6. Practicing saying no…without
the guilt
Ahh, the art of saying no. I was
just speaking at the Watermark Conference for Women, and being able to say an
effective no was brought up multiple times as a critical skill for working
moms. If you have trouble saying no, it’s helpful to start practicing with
saying no to small things before tackling the big stuff. You will want to be
firm with your no, because otherwise you’ll end up drawing out the process and
wasting additional time and energy. It can often feel more natural to say no
with an appreciation sandwich (example: I appreciate you reaching out and
getting in touch, but I’m unable to help with the bake sale at school next
month.

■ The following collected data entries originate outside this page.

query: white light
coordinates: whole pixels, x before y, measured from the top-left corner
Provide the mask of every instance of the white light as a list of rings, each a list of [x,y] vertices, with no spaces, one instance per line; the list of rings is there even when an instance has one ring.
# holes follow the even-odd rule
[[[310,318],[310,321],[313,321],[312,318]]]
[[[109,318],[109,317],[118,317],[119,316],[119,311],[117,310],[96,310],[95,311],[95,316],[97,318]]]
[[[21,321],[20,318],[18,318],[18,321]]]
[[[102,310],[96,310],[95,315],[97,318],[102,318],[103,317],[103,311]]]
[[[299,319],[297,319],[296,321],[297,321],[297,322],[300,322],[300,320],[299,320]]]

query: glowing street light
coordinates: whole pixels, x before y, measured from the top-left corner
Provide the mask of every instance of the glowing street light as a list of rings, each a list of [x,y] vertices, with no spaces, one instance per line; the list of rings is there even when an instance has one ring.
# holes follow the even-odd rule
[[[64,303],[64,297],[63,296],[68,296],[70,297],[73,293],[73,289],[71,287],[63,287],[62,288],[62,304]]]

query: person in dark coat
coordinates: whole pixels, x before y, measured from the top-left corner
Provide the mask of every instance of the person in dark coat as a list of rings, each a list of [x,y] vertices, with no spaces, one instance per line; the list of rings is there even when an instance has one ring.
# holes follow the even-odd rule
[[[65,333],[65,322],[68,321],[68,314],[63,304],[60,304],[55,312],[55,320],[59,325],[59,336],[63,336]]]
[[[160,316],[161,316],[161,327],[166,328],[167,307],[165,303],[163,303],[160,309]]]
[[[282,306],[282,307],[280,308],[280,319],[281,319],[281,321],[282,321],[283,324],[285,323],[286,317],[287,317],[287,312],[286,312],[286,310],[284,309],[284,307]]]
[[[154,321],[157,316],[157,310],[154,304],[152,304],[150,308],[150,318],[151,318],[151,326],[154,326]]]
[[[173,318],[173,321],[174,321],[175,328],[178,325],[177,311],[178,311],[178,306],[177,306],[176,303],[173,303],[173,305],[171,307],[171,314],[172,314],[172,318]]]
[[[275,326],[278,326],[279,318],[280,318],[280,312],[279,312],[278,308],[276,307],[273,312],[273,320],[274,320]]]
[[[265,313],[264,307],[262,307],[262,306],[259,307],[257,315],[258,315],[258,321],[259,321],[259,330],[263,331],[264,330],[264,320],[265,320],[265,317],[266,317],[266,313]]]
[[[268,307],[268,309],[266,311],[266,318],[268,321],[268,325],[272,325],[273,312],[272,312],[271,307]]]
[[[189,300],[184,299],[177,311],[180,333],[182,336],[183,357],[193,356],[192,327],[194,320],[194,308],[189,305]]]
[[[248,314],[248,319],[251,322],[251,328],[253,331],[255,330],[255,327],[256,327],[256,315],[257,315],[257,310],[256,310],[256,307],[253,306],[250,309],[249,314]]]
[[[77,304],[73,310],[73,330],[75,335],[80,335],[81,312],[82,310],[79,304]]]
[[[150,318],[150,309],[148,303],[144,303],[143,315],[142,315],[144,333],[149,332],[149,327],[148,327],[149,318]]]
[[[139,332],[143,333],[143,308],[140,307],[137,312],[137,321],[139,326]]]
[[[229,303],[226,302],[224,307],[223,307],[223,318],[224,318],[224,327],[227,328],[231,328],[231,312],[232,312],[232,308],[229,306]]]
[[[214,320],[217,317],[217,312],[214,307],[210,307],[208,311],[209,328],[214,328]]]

Thank you for leading the charge–I appreciate your dedication to the
school!) so you are both firm and compassionate. Check out this video for more
tips on how to say no without feeling guilty.
7. Prioritize sleep
I can’t help but include this tip
even though it probably seems both obvious and impossible at the same time. So
here it goes: even if it means letting your partner do a night feeding, or
having dirty dishes in the sink, or letting the bed go unmade, do whatever you
can to protect your sleep. I highly recommend investing in an eye mask and
earplugs so that when you do sleep, you get the highest quality sleep possible.
One of the biggest disruptors (besides night feedings!) to our sleep are our
phones. The extra time spent checking Facebook and then Instagram and then
rechecking Facebook before bed not only pushes back our bedtime, but staring at
a screen also disrupts the production of melatonin and messes with our sleep
cycles. Confession: I’m powerless over my phone, so in order to actually put
this tip into practice I had to buy an alarm clock and move my phone and
charger into the kitchen so it wouldn’t tempt me. Consider making a similar
adjustment if you’re finding it difficult to turn off the phone at night.
8. Plan and delegate
Setting clear expectations with
your partner about responsibilities at home is important in any marriage, but
especially a marriage with children. Can’t seem to convince your husband to do
more around the house? Try sending him this study that shows that couples have
more sex when household chores are shared. Another power tip for working moms
is to do meal planning every Sunday night. This will help save yourself the
hassle of figuring out what you’re going to have for dinner while your stomach
grumbles.
9. Pay it forward
If there isn’t a moms group at
your company, start one. Talk to HR about how they can improve their policies
and how they can better reintegrate moms post-maternity leave. If the HR team
is hesitant, you can send them this study that shows that having great parental
leave policies is a key way to attract and retain top talent.
The transition back to work after
having a baby can be a rocky one, but hopefully with these tips in hand you
will be better prepared for what lies ahead.